Conversation secrète est un film moyennement prenant en tant que thriller, mais dont la personnalité surgit ailleurs. Dans l'importance du son par exemple : les bruits saturés en forme de puzzles à reconstituer, les sonneries de téléphone suspectes... L'absence de son aussi, dans les non-dits de ce héros taiseux ou le silence d'une chambre d'hôtel avant la tempête. Enfin, la musique comme seule échappatoire.
On remarque en parallèle que San Francisco n'est pas magnifiée une seule fois comme décor. Reste une ville anonyme aux bâtiments impersonnels, peuplée de foule anonymes elles aussi. Une ville ressentie à travers ces limiers planqués dans des camions. Ambiance de jungle sonore où les oreilles priment sur les yeux.

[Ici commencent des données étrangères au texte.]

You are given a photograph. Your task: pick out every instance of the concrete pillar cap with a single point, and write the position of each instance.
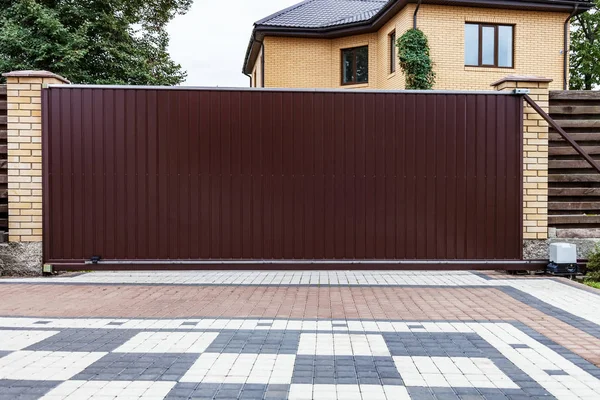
(34, 74)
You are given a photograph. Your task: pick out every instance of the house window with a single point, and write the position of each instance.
(489, 45)
(355, 65)
(392, 37)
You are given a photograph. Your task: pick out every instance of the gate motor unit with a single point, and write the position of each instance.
(563, 259)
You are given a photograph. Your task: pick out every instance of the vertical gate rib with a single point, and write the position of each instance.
(562, 133)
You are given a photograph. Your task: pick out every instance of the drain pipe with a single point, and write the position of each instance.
(415, 14)
(566, 48)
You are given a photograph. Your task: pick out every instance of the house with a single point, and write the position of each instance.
(351, 43)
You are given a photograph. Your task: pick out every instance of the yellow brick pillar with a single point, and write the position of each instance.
(535, 154)
(24, 90)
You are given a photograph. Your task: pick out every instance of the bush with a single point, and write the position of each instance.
(593, 267)
(413, 52)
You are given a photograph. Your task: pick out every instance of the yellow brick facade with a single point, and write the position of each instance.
(535, 159)
(24, 143)
(315, 63)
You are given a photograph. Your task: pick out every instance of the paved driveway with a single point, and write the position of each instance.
(298, 335)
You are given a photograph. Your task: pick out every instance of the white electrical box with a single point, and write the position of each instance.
(563, 253)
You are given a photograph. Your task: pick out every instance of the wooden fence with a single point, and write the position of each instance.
(3, 165)
(574, 187)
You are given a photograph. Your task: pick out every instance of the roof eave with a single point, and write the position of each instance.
(390, 9)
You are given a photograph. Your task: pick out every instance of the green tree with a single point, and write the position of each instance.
(585, 50)
(91, 41)
(413, 52)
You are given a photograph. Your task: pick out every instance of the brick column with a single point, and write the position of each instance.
(535, 154)
(24, 90)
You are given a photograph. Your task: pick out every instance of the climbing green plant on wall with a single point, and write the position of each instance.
(413, 52)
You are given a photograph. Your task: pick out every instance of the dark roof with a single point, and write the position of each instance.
(337, 18)
(324, 13)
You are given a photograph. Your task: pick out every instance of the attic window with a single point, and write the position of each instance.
(355, 65)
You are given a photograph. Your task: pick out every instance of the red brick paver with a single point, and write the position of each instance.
(368, 303)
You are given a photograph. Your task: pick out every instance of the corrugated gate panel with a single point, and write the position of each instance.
(156, 174)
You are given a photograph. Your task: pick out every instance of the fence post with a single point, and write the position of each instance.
(24, 142)
(535, 154)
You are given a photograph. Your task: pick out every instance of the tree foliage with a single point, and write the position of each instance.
(91, 41)
(585, 50)
(413, 52)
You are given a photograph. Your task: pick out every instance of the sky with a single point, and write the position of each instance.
(210, 41)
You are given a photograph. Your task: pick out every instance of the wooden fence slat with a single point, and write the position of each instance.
(568, 177)
(573, 219)
(574, 95)
(574, 110)
(578, 123)
(591, 136)
(564, 164)
(573, 205)
(568, 150)
(574, 191)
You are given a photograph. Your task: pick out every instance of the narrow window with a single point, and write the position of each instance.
(392, 37)
(489, 45)
(355, 65)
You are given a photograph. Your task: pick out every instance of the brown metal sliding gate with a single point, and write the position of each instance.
(176, 178)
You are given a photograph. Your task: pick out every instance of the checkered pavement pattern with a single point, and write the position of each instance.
(241, 358)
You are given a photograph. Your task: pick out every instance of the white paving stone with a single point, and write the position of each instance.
(45, 365)
(452, 372)
(118, 390)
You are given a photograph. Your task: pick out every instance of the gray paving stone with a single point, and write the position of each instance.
(255, 341)
(150, 367)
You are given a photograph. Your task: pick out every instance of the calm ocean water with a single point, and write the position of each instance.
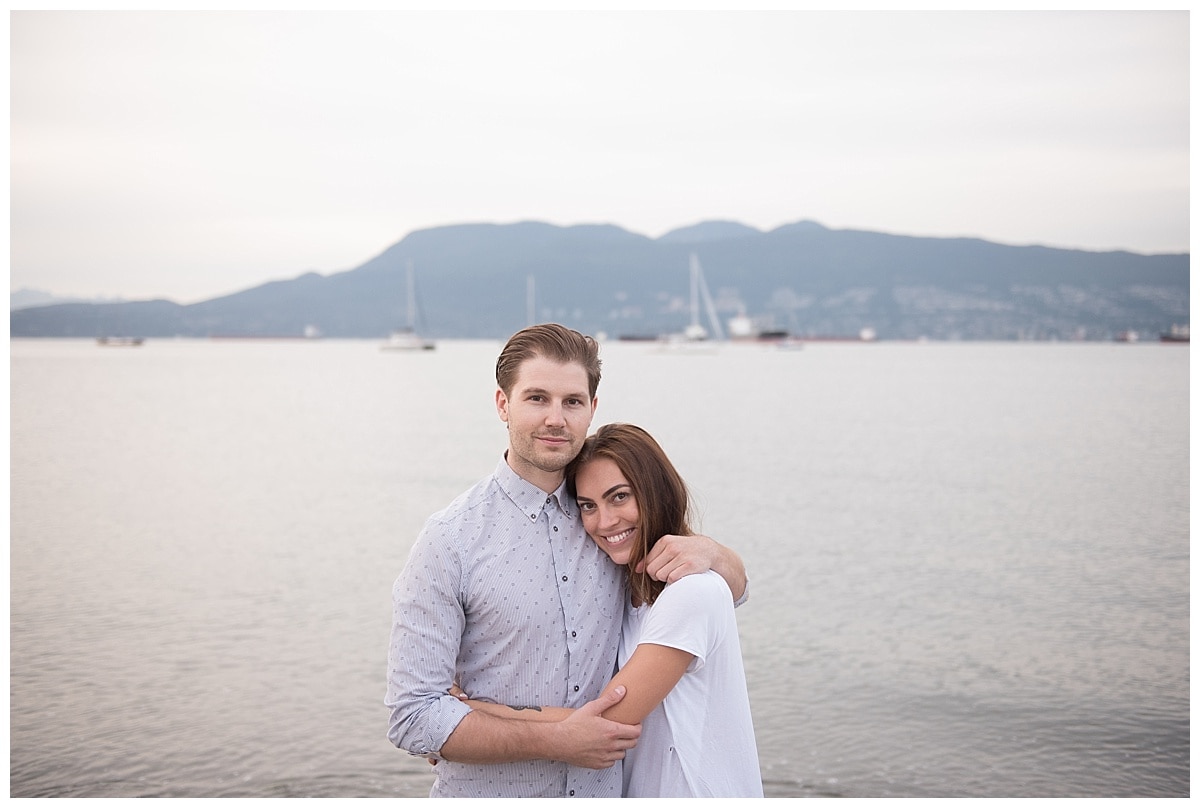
(970, 562)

Dommage que l'"enquête" pantoufle un peu, alors que le thème se mariait bien avec une intrigue à tiroirs. La filature sonore est l'occasion d'un excellente scène d'ouverture, réalisée habilement et teintée de mystère, et c'est dommage de ne pas lui avoir donné une petite soeur à déchiffrer aussi. Bien sûr on est dans de l'espionnage d'ingénieur dégarni et sa demoiselle ne tient pas vraiment de la James Bond Girl, mais même dans ce contexte il était possible d'installer un chouia plus de tension (sans demander des course-poursuites en SUV ou la foire annuelle de l'uzi). Coppola a voulu se concentrer sur les états d'âme d'Harry, pourtant d'autres moments purement polar auraient justement pu nourrir les tourments du personnage.
Les seconds rôles sont peu étoffés (John Cazale sous-utilisé et un couple qui restera des sortes de Monsieur A et Madame B), mais Gene Hackman excelle en amateur de jazz taciturne et obsédé du contrôle, dont la paranoïa fournit le thème le plus intéressant du film. Méticuleusement, le film sème les indices d'une déformation professionnelle, à travers les barrières physiques et sociales que cet homme a placé entre lui et les autres. Avec en paroxysme cette puissante scène finale, où l'orgueil du spécialiste est touché et les repères s'effondrent.
(Moi j'aurais juste répondu "J'espère que t'aimes le sax', connard")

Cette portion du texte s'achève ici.